有意義な時間の使い方
死神と俺
── 明日自分が終わるなら
……なんて質問はどこかで聞いたり見たりしたこと、絶対にある筈だ。
でもそれをみて「自分は違う」ってみんなが思っている。
そう── 俺がそう思って居るように。

毎日学校に行って、毎日勉強して、毎日遊んで── なんて繰り返して大人になるんだって思って居た。大人になって気がついたら誰だかわかんないけど誰かと結婚して子供が出来てじじいになるんだって思ってた。
当たり前に、本当にみんながそうであるように自分もそうなんだ── そう思って居た。
(……てか、俺死亡?死亡フラグ?)
フラグを回収した覚えは無い。
回収した覚えは無いけど── 今俺は多分死んでいる。
何せ……目の前にはまぁ……『オムカエ』が居るのだから。
(『オムカエ』ってマジ『オムカエ』なんだな……)
某週刊誌で見たような刀を持った黒装束ではないが、なんていうか……『死神』が前に立っている。
(てか……顔色の悪い俺?)
死神の鎌と黒いぼろ布。まぁ……定番の死神装束ってやつだと思う。実際……まぁ……RPGだとかそういうので出てくる死神的正装と思える程度には自然だ。ある意味自然すぎるかもしれないが。

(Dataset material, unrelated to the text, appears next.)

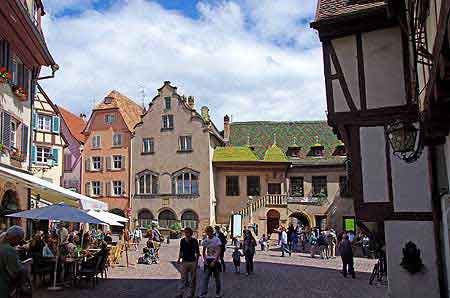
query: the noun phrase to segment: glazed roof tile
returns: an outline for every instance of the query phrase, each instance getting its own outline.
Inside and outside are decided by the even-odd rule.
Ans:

「……あ……てか、死神?アンタいわゆる死神ってやつ?」
「驚かないのか?普通……死神からの迎えが来たら怯えるのが当たり前の行動だ」
「……いや、驚いたけど……な」

え?自分?
って思ったのは嘘じゃない。だって目の前に自分が居たら普通に驚くだろう。誰だって。
双子だってまったくのくりそつなわけじゃないんだし、どっか違って、違うってわかってるから多分驚かない。でも── 。
髪型、顔立ち、それから爪のかたちまで── よく見たとは思うけど── 全く同じ。
自分がそこにいる── って普通に受け入れられる程度にはそっくりだ。

「……どっぺるなのか何なのかって思ったけど……その鎌で納得?みたいな?」

世界には自分と同じ顔の人間が居る── らしい。
だけど……一般常識として鎌をもったそっくりさんが居て堪るかって思う。警察捕まえろよ── でも俺は捕まえないで── とか思う訳だ。
普通に考えてその状態で掴まらなくて、顔色悪くて……ってまさに死神DEATH?ってかんじだろう。……うん。